Skip to content

ChromaSQL Grammar Specification

ChromaSQL’s grammar is defined in chromasql/grammar.py using Lark. This page summarizes the top-level productions; consult the source file for the authoritative definition.

Start Rule

?start: query

?query: explain? select_stmt ";"?

EXPLAIN is optional.
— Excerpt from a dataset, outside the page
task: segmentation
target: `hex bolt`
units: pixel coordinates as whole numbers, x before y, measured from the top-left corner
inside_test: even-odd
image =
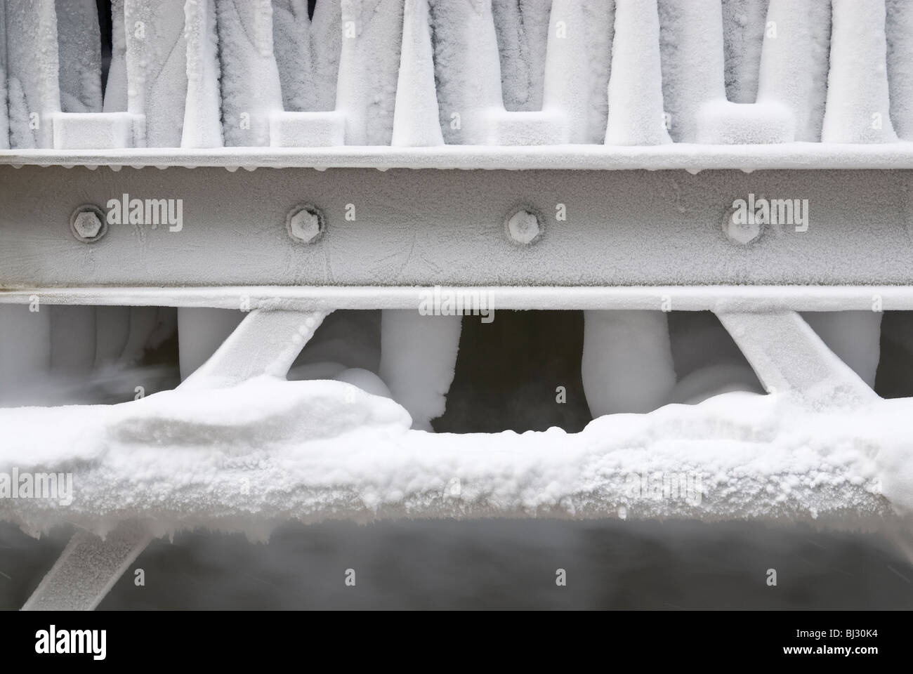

Semicolons are allowed but not required.

Projection

projection: "*" | projection_item ("," projection_item)*
projection_item: projection_field projection_alias?
projection_field:
    | "id"
    | "document"
    | "embedding"
    | "metadata"
    | metadata_path
    | "distance"

From Clause

select_stmt: "SELECT" projection "FROM" collection collection_alias? ...
collection: IDENT
collection_alias: "AS" IDENT

Embedding Clause

embedding_clause: "USING" "EMBEDDING" (embedding_batch | "(" embedding_source ")")
embedding_source:
    | text_embedding
    | vector_embedding
text_embedding: "TEXT" string_literal model_override?
vector_embedding: "VECTOR" "[" vector_list? "]"
embedding_batch: "BATCH" "(" embedding_batch_item ("," embedding_batch_item)* ")"

Where Clauses

where_clause: "WHERE" predicate
where_document_clause: "WHERE_DOCUMENT" document_predicate_expr

predicate:
    or_expr

document_predicate_expr:
    document_or_expr
document_or_expr:
    document_and_expr ("OR" document_and_expr)*
document_and_expr:
    document_atom ("AND" document_atom)*
document_atom:
    | "(" document_predicate_expr ")"
    | "CONTAINS" value
    | "LIKE" string_literal
    | "document" "CONTAINS" value
    | "document" "LIKE" string_literal

Metadata predicates support:

  • Comparisons (=, !=, <, <=, >, >=)
  • IN / NOT IN
  • BETWEEN

Note: LIKE and CONTAINS are only supported for document predicates (via WHERE_DOCUMENT), not for metadata filters. This is a ChromaDB limitation.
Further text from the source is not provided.